JHby:Jonathan Howard07/21/24

Jondean25

Indianapolis Motor Speedway
Adam Cairns/Columbus Dispatch / USA TODAY NETWORK

A very late change in programming. The conclusion of the Brickyard 400 at Indianapolis is now going to be on USA Network. NASCAR fans can catch overtime for the 400 on USA as the race hit the time limit on NBC.

Kyle Larson and Ryan Blaney are in a battle for the crown jewel race. A red flag has everything on hold at the moment following a wreck during the first overtime attempt.

NASCAR is going to have a Brickyard 400 winner for the first time since Kevin Harvick in 2020. Who is it going to be? Catch it on USA.

The start of the race today was moved to USA Network due to breaking news. President Joe Biden announced he is dropping out of the Presidential election. NBC moved to breaking news coverage soon after and it pushed Brickyard 400 coverage to USA.

Right as the race was coming to the overtime green flag, Brad Keselowski ducked onto pit road. He had run out of fuel.
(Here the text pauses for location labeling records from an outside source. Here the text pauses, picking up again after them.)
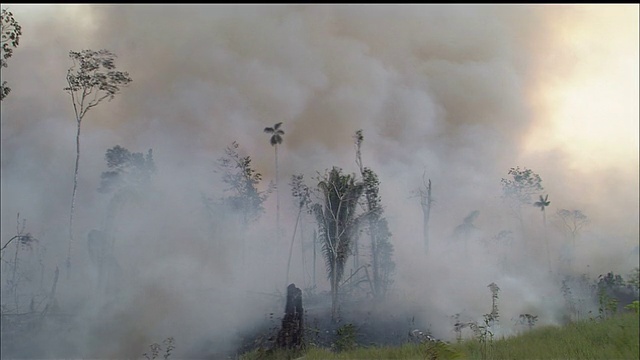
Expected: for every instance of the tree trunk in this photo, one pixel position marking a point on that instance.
(73, 197)
(292, 240)
(291, 334)
(277, 198)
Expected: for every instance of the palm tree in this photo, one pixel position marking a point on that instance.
(276, 139)
(542, 204)
(337, 224)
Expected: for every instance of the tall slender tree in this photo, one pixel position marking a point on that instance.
(337, 223)
(381, 248)
(10, 39)
(275, 140)
(301, 192)
(92, 78)
(425, 202)
(518, 190)
(542, 204)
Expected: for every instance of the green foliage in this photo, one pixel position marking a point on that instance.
(300, 191)
(242, 180)
(156, 348)
(276, 134)
(523, 184)
(378, 230)
(634, 279)
(337, 224)
(126, 169)
(543, 202)
(93, 78)
(614, 338)
(9, 40)
(382, 262)
(528, 319)
(634, 306)
(346, 337)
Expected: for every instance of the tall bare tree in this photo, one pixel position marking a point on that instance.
(518, 190)
(426, 201)
(572, 221)
(91, 79)
(275, 140)
(301, 192)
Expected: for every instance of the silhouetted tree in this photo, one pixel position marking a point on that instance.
(572, 221)
(275, 140)
(381, 248)
(425, 202)
(9, 40)
(542, 204)
(518, 190)
(301, 193)
(92, 78)
(337, 223)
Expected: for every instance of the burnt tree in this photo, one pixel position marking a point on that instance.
(291, 334)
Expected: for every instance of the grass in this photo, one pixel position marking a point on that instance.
(614, 338)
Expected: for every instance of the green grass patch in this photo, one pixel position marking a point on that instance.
(613, 338)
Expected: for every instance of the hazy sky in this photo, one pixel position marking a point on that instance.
(460, 93)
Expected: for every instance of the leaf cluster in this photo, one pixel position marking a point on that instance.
(10, 38)
(242, 180)
(336, 217)
(126, 169)
(93, 78)
(523, 184)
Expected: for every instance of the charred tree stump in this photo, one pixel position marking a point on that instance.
(291, 334)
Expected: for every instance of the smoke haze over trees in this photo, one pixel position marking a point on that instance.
(454, 94)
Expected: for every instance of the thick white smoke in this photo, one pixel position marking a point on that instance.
(457, 93)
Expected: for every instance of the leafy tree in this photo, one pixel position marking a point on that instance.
(275, 140)
(9, 40)
(91, 79)
(337, 224)
(243, 181)
(301, 193)
(243, 199)
(378, 231)
(572, 221)
(519, 189)
(126, 169)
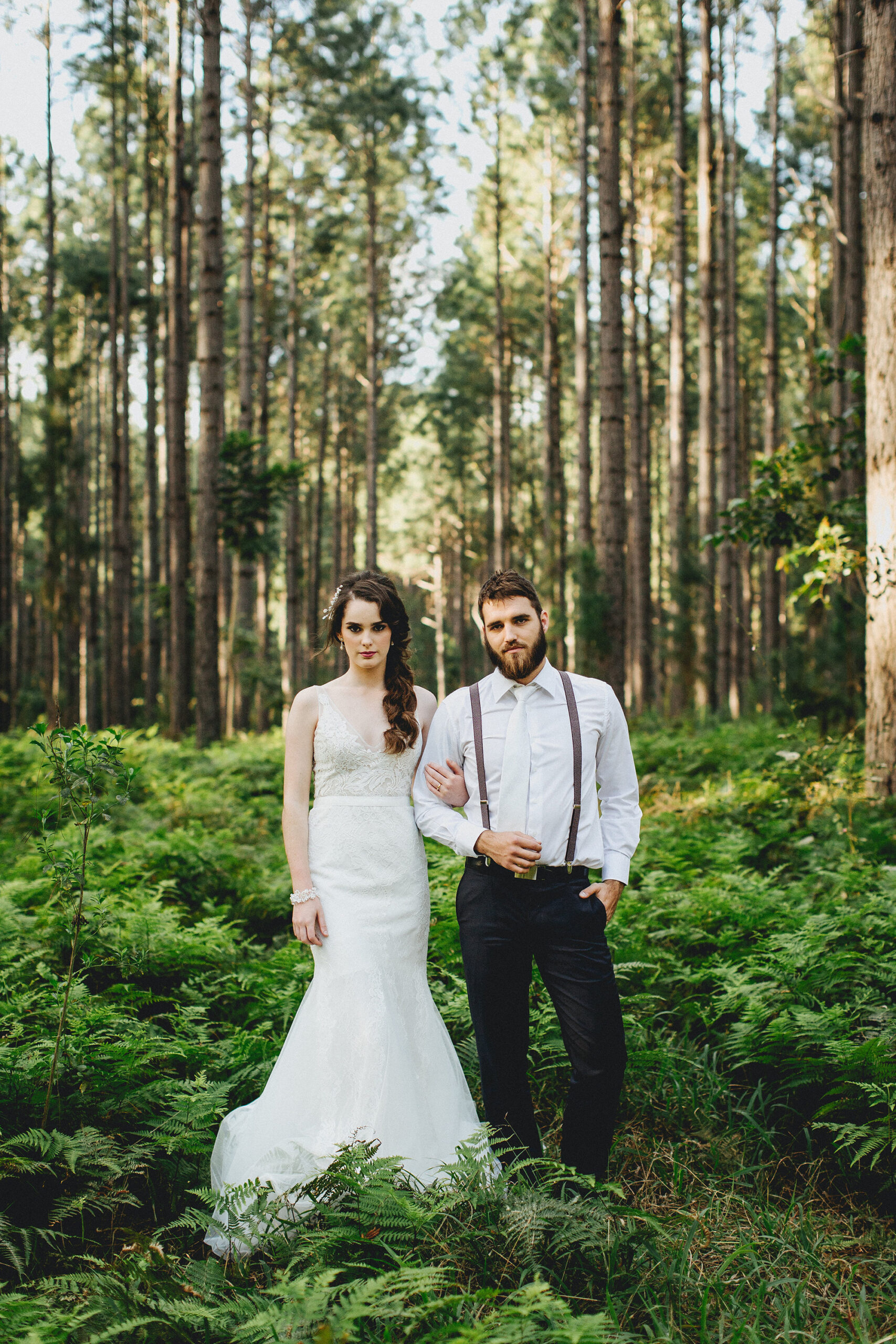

Kyle Larson then jumped up in line from P3 and was side-by-side with Ryan Blaney.

By the time the field was entering Turn 1, John Hunter Nemechek was being wrecked by Daniel Hemric, who he tried to block. Into the inside wall, up the track and into the outside wall. Alex Bowman and Denny Hamlin were also involved.

The red flag lasted for 17 minutes total.

Brickyard 400 has largest crowd since 2017

The reason why NASCAR went away from the Brickyard 400 in favor of the road course was to inject energy into what had become a stale product. Well, it didn’t work. Coming back to the oval for the 30th anniversary of the inaugural 400, now that appears to be working.

In fact, Indianapolis Motor Speedway made a little bit of history. Ticket sales are hitting numbers they haven’t seen since the early 2010s.

Roger Penske addressed the media at IMS today. He revealed that ticket sales in the week leading up to the race are better than they have been in a decade or more. There will be a crowd of about 70,000 or more, with tickets sold up 20-25% compared to the 2019 race.

Everyone loves to talk about attendance and what that does or does not mean for NASCAR. Let’s not act like 70,000 people is a small number. For Indianapolis Motor Speedway, which can hold roughly 300,000, it might be a little light. But 70K is a sold-out football game, that’s a ton of people.